TIME Magazine's new issue has a cover story on Senator Marco Rubio (R-FL), declaring him "The Republican Savior."

Rubio, who I gather did not have control over TIME's choice of headline, was not amused.  "There is only one savior, and it is not me," he said via Twitter, adding in the "#Jesus" hashtag, just in case Jamie Foxx thought he meant Barack Obama.

Leaving aside the religious dimension of the term "savior," it's pretty clear what TIME is driving at: Rubio is the up-and-coming young leader who can lead the Republican Party out of the wilderness.  Wait, maybe that's an inappropriate choice of metaphor, too.

Anyway, he's got several things going for him, most obviously the sense that he can build a bridge to the Hispanic population.  That's probably a forlorn hope, as Hispanics show every sign of an enduring affection for Big Government spending and dependency.  It's too bad, but it's foolish to pretend it's not true.  Is Rubio a leader of such charisma that he can talk them into embracing fiscal sanity, economic and personal liberty, and rugged self-reliance?

It would be more practical to wonder if he can persuade enough of them to make a difference.  It's not foolish to suppose he might poach another 10 or 15 percent of the Hispanic vote from the Democrat machine.  And a skilled, heartfelt attempt to reach out to these voters will impress many other voters from different groups.  A great deal about the 2016 election might hinge on the big news stories of the day, as is always the case with elections.  Terrifying headlines of impending federal and state insolvency, or another four years of the economy Barack Obama has delivered thus far, could open some minds.  Having the right person on the campaign stage at that moment will be crucial.

And Rubio sure looks like he might be the right person.  Watching him travel across the conservative media landscape to sell his immigration proposal was instructive.  He didn't win everyone over, but he always departed his interviews with a sense that he knew what he was talking about, understood the counter-arguments, and respected his critics.  When he gets fired up about America, he's incandescent.  He sure as heck had the Obama re-election strategy pegged, all the way back at the February 2012 CPAC conference.

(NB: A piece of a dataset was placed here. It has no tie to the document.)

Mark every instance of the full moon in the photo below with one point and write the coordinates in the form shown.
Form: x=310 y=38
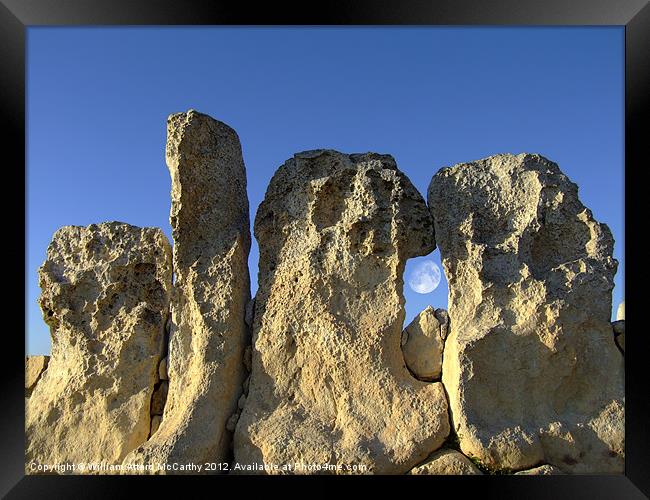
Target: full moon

He's personable and connects easily with people, and he has an inspiring life story.  That will be the aspect of his prospective candidacy the Left tries hardest to assault, and he should be ready for it.  They'll labor to make him seem weird and extreme, asking him leading questions about life, philosophy, and religion to produce radioactive sound bites.  Of course he'll get the sort of background check that our still-enigmatic two-term President Obama never got; that's par for the course, and Rubio had better get warmed up by hiring the scurviest scalawags he can find to ransack his past for dirt.  Remember how everything about Obama's past was either small potatoes or ancient history?  You'll be amazed at how fresh every minute of Marco Rubio's young life becomes to the very same media, and how large all of his potatoes are.

Most insidiously, the Left will do what TIME is doing right now: as long as Rubio is looking good, they'll paint him as the only decent candidate to crawl from a train-wreck loser party.  You really can't run against your own party.  I don't have to name any examples, do I?  Rubio is highly adept at praising Republican principles as a source of strength and conviction.  Those principles are solid gold for people of every race and creed.  Bring them together into a single narrative, and you've got something that translates into every language.  Sell them piecemeal, in disconnected pitches interrupted by plenty of manufactured distractions, and it's not even exciting enough to bring Republican voters to the polls.

That's another good reason to object to Marco Rubio's characterization as a "savior."  It's a slam against all the people who will come together behind the 2015 presidential nominee.  Neither the Republican Party, nor the great country it serves, are victims in need of rescue.  We'll go back to being a "center-right" nation if enough of us remember that.